Durante a execução desse serviço, ocorreu desabamento das paredes da vala, soterrando o trabalhador. Apesar dos esforços de socorro, ele não resistiu.
Os fundamentos da decisão
O TRT-11 considerou três pontos fundamentais. Primeiro, o desvio de função: o trabalhador foi colocado em atividade para a qual não tinha treinamento nem experiência. Segundo, a ausência de medidas de segurança básicas para escavações (escoramento, sinalização, equipamento de proteção). Terceiro, a reincidência de acidentes na empresa em curto período.
Como consequência, foram condenadas solidariamente a empresa contratante e a tomadora do serviço — responsabilização que amplia a garantia de pagamento à família.
Por que a responsabilidade solidária importa
Em arranjos com terceirização e tomadoras de serviço, é frequente que uma das empresas tenha pouco patrimônio — geralmente a contratante imediata, que muitas vezes é uma prestadora pequena.
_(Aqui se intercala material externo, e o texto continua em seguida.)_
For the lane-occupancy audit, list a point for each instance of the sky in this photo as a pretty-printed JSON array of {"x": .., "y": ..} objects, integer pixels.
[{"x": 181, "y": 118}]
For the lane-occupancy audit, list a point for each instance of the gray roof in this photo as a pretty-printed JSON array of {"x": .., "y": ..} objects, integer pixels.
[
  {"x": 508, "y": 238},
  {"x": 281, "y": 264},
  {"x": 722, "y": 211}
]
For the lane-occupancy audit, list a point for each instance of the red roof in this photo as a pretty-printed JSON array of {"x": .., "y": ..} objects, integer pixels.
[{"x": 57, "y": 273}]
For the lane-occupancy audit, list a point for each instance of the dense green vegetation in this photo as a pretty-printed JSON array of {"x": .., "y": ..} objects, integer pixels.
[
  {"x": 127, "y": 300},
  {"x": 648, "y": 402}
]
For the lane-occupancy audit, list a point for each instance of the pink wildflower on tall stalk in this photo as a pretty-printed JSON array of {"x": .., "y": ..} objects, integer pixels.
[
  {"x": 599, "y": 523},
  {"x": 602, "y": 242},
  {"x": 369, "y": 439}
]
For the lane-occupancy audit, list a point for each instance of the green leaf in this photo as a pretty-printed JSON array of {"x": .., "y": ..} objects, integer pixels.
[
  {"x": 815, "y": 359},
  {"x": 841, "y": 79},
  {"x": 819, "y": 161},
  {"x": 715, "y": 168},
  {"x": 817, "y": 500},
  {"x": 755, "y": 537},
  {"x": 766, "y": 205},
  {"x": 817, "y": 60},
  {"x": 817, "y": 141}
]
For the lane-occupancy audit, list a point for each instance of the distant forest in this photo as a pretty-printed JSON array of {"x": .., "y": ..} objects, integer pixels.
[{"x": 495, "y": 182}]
Quando há condenação solidária, a família pode cobrar a integralidade do valor da empresa de maior porte, o que garante na prática que a indenização seja paga.
Esse argumento não surge automaticamente nos processos: precisa ser construído pela acusação com base em provas da relação entre as empresas, no contrato de terceirização e na estrutura operacional. É um trabalho técnico que separa casos bem-sucedidos de casos perdidos.